Qu'en est-il des compétences à l'I. N. dans le domaine de la
typographie traditionnelle ? Ce secteur patrimonial concerne
actuellement une dizaine de salariés, dont quatre compositeurs (parmi
eux, deux orientalistes). Beaucoup sont proches de la retraite, mais
-- enfin des bonnes nouvelles ! -- la question de la transmission de
ces compétences commence à être prise en compte.

Il y a un an, le dernier fondeur de l'entreprise est parti à la
retraite. La mémoire de ce savoir-faire essentiel semblait ainsi
appelée à disparaître définitivement de l'Imprimerie nationale. Un
budget du ministère de la Culture a pu être attribué pour veiller à
la formation de salariés plus jeunes dans ce domaine. Un retraité a
été rappelé pour cette mission, et la formation a pu commencer.

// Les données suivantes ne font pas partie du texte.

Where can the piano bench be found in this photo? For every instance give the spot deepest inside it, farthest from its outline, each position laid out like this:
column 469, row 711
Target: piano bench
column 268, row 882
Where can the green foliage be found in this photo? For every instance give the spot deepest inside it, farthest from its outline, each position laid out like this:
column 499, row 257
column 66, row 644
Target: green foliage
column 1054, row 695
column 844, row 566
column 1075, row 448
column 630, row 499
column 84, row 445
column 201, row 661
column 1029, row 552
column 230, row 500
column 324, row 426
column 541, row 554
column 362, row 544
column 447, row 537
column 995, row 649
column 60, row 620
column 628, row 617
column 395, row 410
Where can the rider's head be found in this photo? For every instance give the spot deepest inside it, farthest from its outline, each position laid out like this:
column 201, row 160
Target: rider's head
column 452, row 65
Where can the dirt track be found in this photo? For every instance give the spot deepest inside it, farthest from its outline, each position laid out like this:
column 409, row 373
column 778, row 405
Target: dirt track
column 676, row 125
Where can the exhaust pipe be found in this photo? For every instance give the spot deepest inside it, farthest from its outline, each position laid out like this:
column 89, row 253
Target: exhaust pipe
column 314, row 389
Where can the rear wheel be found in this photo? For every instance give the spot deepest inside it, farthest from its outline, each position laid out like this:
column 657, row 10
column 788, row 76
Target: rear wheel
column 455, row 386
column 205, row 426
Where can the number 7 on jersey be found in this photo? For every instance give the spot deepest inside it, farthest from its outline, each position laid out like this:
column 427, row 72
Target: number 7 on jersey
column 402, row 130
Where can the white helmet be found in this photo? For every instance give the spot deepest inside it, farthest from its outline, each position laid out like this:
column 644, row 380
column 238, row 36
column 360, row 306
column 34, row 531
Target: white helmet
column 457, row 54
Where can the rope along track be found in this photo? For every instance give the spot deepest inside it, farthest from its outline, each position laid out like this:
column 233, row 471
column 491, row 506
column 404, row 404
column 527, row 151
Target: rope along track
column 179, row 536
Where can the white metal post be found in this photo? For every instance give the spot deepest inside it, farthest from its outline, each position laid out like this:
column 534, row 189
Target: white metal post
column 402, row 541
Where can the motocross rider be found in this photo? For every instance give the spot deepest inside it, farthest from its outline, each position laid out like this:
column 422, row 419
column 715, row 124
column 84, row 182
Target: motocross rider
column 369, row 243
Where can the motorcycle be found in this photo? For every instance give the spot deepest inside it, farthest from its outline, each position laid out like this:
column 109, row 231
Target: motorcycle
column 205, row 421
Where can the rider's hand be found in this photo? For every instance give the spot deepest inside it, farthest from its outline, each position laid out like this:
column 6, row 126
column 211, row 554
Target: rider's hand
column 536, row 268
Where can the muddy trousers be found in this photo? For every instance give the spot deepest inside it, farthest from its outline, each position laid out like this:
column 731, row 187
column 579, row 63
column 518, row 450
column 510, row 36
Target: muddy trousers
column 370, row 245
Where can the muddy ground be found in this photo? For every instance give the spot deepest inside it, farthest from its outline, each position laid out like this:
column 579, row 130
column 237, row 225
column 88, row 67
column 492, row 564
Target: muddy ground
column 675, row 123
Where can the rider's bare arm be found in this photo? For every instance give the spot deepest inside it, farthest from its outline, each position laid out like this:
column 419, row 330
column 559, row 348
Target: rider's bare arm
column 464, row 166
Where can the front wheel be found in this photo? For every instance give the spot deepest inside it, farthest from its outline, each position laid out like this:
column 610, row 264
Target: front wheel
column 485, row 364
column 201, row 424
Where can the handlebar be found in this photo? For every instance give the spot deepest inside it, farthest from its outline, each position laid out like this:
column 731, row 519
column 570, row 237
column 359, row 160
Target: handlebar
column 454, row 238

Le départ vers un nouveau site étant sur les rails, il convient de
préparer le déménagement du Cabinet des poinçons. Or les collections
du Cabinet des poinçons ne sont pas toutes facilement transportables
(500 000 poinçons, les cuivres, les bois, etc.) et pas même toujours
bien connues... Ce qui a commencé pour Christian Paput, c'est donc
un gros travail de conditionnement et d'inventaire. Il a pu obtenir
un poste à temps plein supplémentaire pour cette tâche. Et la bonne
nouvelle, c'est que son jeune adjoint sera ensuite son apprenti,
qu'il sera formé par Paput à la technique de gravure des poinçons.

Ce sont donc des éléments positifs concrets, au niveau du capital
humain, mais sur un fond de grande incertitude quand à l'avenir de ce
que l'on aimerait voir devenir un conservatoire national. Bien sûr,
rien ne menace le patrimoine que représente les poinçons, monument
national classé depuis 60 ans, mais le risque d'une mise « au placard »
de ces trésors demeure.

Les décisions susceptibles d'intervenir prochainement dépendent de la
direction de l'Imprimerie nationale, du ministère des Finances, du
ministère de la Culture, d'élus locaux impliqués dans le déménagement
du site historique aussi... Paput et Grinevald continuent de se
mobiliser dans ce dossier, par exemple en rassemblant les soutiens de
personnalités éminentes, notamment dans les milieux académiques. Ils
suggèrent de ne pas hésiter à soumettre des demandes de consultation
ou d'étude des richesses du Cabinet des poinçons, signifiant
incidemment l'importance de l'accès à ce patrimoine pour tous.